Bernard Cazeneuve, ministre délégué chargé du budget :

Je remercie les parlementaires qui, dans leurs interventions, ont posé beaucoup de questions stratégiques et qui nous engagent dans le temps long du redressement de nos comptes. Par souci de méthode, je partirai des considérations plus générales, qui sont aussi les plus polémiques – je commencerai donc par répondre à M. Chrétien – pour en venir ensuite aux considérations les plus précises, qui sont aussi les plus techniques – je répondrai alors aux rapporteurs spéciaux.

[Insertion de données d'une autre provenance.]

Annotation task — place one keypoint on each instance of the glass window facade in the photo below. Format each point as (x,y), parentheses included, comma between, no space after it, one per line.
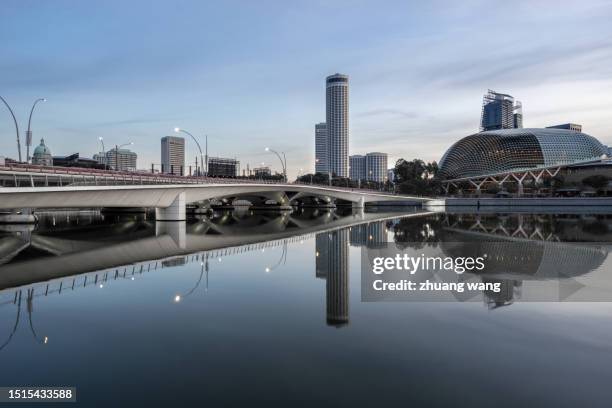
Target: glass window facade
(509,150)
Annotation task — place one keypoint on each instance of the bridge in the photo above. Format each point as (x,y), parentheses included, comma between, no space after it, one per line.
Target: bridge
(170,200)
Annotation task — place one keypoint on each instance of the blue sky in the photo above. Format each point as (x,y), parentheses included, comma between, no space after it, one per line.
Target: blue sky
(251,74)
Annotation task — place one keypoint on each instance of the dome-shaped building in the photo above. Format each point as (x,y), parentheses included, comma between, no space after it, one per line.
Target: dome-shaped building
(42,155)
(510,150)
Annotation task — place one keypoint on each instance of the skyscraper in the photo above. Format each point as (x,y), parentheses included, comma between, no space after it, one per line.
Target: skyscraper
(376,167)
(321,148)
(337,123)
(173,155)
(357,166)
(121,159)
(500,112)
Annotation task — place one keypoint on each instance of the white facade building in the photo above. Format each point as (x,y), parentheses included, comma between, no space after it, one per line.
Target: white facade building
(357,170)
(173,155)
(321,148)
(122,159)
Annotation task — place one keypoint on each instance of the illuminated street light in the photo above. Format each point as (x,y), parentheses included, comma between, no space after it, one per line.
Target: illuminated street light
(16,126)
(283,163)
(29,131)
(177,130)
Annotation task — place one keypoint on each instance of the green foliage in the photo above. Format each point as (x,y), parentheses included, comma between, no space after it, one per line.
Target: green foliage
(416,177)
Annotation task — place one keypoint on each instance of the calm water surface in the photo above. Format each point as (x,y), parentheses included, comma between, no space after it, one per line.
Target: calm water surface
(241,308)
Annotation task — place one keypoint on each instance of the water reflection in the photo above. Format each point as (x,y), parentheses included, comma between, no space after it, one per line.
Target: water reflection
(521,248)
(75,250)
(68,251)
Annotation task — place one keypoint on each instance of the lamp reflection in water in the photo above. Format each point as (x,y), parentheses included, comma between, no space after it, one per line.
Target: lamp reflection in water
(282,260)
(203,270)
(30,309)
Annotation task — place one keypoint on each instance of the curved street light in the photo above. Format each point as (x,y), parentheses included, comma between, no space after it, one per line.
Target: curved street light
(177,130)
(16,126)
(29,132)
(283,163)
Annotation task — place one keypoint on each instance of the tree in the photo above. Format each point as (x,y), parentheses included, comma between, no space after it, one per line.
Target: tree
(416,177)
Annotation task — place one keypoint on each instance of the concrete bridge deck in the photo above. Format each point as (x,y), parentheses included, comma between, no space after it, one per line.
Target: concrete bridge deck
(170,200)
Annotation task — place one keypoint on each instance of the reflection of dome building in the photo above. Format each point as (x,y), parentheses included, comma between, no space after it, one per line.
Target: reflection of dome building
(509,150)
(42,155)
(525,259)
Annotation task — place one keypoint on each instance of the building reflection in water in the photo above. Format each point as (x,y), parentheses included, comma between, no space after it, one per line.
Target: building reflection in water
(523,247)
(332,264)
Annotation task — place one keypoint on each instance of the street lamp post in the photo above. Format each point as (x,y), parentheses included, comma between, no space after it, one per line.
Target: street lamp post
(283,163)
(29,131)
(16,126)
(199,148)
(117,147)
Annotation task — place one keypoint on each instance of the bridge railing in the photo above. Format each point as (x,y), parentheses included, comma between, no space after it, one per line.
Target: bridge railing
(84,176)
(25,174)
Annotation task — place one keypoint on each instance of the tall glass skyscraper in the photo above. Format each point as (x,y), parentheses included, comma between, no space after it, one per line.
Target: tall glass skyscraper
(376,167)
(357,169)
(337,123)
(321,148)
(500,112)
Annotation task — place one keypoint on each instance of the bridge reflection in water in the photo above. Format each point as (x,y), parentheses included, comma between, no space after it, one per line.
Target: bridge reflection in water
(72,250)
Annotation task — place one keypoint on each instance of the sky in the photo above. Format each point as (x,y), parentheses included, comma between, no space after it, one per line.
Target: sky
(251,74)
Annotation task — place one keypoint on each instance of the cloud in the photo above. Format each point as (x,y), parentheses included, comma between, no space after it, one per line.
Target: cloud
(387,112)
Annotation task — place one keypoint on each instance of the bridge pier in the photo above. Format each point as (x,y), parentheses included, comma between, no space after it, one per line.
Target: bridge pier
(175,212)
(359,204)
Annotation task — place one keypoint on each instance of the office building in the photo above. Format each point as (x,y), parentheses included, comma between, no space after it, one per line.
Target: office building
(568,126)
(223,167)
(173,155)
(337,106)
(357,167)
(321,148)
(499,111)
(121,159)
(376,167)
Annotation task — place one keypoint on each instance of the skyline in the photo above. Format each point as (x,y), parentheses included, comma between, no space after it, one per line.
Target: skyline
(253,75)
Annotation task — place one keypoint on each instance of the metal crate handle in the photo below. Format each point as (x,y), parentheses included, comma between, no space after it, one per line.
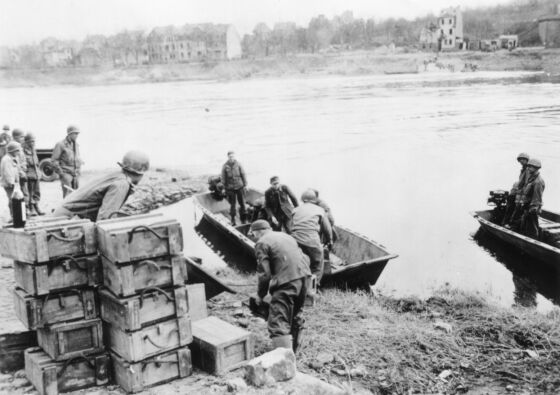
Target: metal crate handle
(158,290)
(144,227)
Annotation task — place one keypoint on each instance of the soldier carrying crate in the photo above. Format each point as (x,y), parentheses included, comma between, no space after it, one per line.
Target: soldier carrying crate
(101,197)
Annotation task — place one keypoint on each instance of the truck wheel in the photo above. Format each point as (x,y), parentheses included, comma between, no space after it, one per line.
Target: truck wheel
(46,169)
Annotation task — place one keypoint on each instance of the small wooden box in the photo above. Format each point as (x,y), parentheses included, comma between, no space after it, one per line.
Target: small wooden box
(150,306)
(50,377)
(129,279)
(69,305)
(151,340)
(47,240)
(62,273)
(71,339)
(138,237)
(137,376)
(219,346)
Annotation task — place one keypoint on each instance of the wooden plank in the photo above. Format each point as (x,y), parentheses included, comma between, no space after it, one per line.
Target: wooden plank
(127,280)
(68,340)
(50,377)
(219,346)
(63,273)
(139,237)
(138,376)
(152,305)
(150,340)
(70,305)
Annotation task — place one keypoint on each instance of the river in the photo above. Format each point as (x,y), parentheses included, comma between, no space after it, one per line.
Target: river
(402,159)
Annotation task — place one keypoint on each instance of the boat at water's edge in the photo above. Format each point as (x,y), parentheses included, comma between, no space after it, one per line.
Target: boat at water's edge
(355,261)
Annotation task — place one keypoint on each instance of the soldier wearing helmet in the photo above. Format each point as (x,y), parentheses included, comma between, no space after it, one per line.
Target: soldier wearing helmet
(102,197)
(67,161)
(9,172)
(532,200)
(309,223)
(514,209)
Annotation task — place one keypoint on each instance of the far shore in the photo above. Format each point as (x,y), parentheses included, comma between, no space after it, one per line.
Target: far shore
(362,62)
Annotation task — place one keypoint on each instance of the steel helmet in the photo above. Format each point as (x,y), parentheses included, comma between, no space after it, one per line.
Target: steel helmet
(308,196)
(135,162)
(534,162)
(13,146)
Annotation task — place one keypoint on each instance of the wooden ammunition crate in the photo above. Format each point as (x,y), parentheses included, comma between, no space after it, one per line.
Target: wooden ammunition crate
(150,306)
(219,346)
(129,279)
(151,340)
(47,240)
(139,237)
(50,377)
(62,273)
(137,376)
(71,339)
(69,305)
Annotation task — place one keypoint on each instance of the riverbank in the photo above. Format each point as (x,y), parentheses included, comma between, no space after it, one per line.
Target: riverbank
(380,61)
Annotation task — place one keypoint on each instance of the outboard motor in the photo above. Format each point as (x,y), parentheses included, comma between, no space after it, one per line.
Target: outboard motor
(498,198)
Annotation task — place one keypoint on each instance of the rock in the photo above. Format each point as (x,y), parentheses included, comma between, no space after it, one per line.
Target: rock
(276,365)
(237,384)
(443,326)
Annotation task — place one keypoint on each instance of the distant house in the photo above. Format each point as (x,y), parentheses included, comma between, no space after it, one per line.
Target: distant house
(190,43)
(450,24)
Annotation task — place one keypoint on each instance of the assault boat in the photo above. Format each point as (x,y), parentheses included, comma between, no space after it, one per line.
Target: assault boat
(355,261)
(546,250)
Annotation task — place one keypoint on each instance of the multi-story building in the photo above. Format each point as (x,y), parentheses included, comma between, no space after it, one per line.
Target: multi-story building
(450,24)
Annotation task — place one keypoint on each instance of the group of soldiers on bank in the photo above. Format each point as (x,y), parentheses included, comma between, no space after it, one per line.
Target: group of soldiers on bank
(525,198)
(291,238)
(98,199)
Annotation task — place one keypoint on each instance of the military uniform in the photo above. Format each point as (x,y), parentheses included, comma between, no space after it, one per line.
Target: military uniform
(309,223)
(277,204)
(67,163)
(98,199)
(233,177)
(283,271)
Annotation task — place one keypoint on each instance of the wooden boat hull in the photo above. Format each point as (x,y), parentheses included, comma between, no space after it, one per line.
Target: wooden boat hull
(358,261)
(536,249)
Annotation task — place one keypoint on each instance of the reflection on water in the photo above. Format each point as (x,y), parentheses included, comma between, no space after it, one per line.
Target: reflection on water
(529,275)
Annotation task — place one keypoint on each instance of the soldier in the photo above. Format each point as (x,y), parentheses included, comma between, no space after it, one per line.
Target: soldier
(514,207)
(104,196)
(235,182)
(33,175)
(309,223)
(532,200)
(283,271)
(9,173)
(67,162)
(279,204)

Le fait qu'il puisse y avoir un décalage entre les objectifs que l'on s'assigne en tenant compte de la conjoncture économique et les résultats que l'on atteint ne signifie pas nécessairement que les déficits augmentent et dérapent. Je rappelle quelques éléments, afin que nous tombions tous d'accord sur les chiffres passés et sur la tendance.

En 2011, le déficit était de 5,3 %. Il s'est monté à 4,8 % en 2012. À cet égard, si nous n'avons pas atteint les 4,5 % prévus, c'est pour des raisons extrêmement précises qui ne sont pas imputables, en grande partie, à ce gouvernement. Je pense à l'obligation où nous nous sommes trouvés de procéder au financement en crédits de paiement du budget européen, liée à la décision, prise en novembre 2010 par un certain nombre de gouvernements conservateurs, de tarir la source du financement de ce budget. Au moment où les nouvelles perspectives budgétaires de l'Union européenne pour la période 2014-2020 ont été votées, le président du Parlement européen a d'ailleurs fait du comblement du déficit résultant de la décision en question une condition de leur adoption par le Parlement. Il y a eu également l'affaire Dexia. Si nous n'avions pas pris en loi de finances rectificative, après le rapport de la Cour des comptes, un certain nombre de dispositions pour procéder au redressement de nos comptes, le déficit aurait été de 5,3 % en 2012 également. En 2013, le déficit est de 4,1 %, ce que semble confirmer la Commission européenne dans ses prévisions de ce jour. Il sera, selon nos prévisions, de 3,6 % l'an prochain.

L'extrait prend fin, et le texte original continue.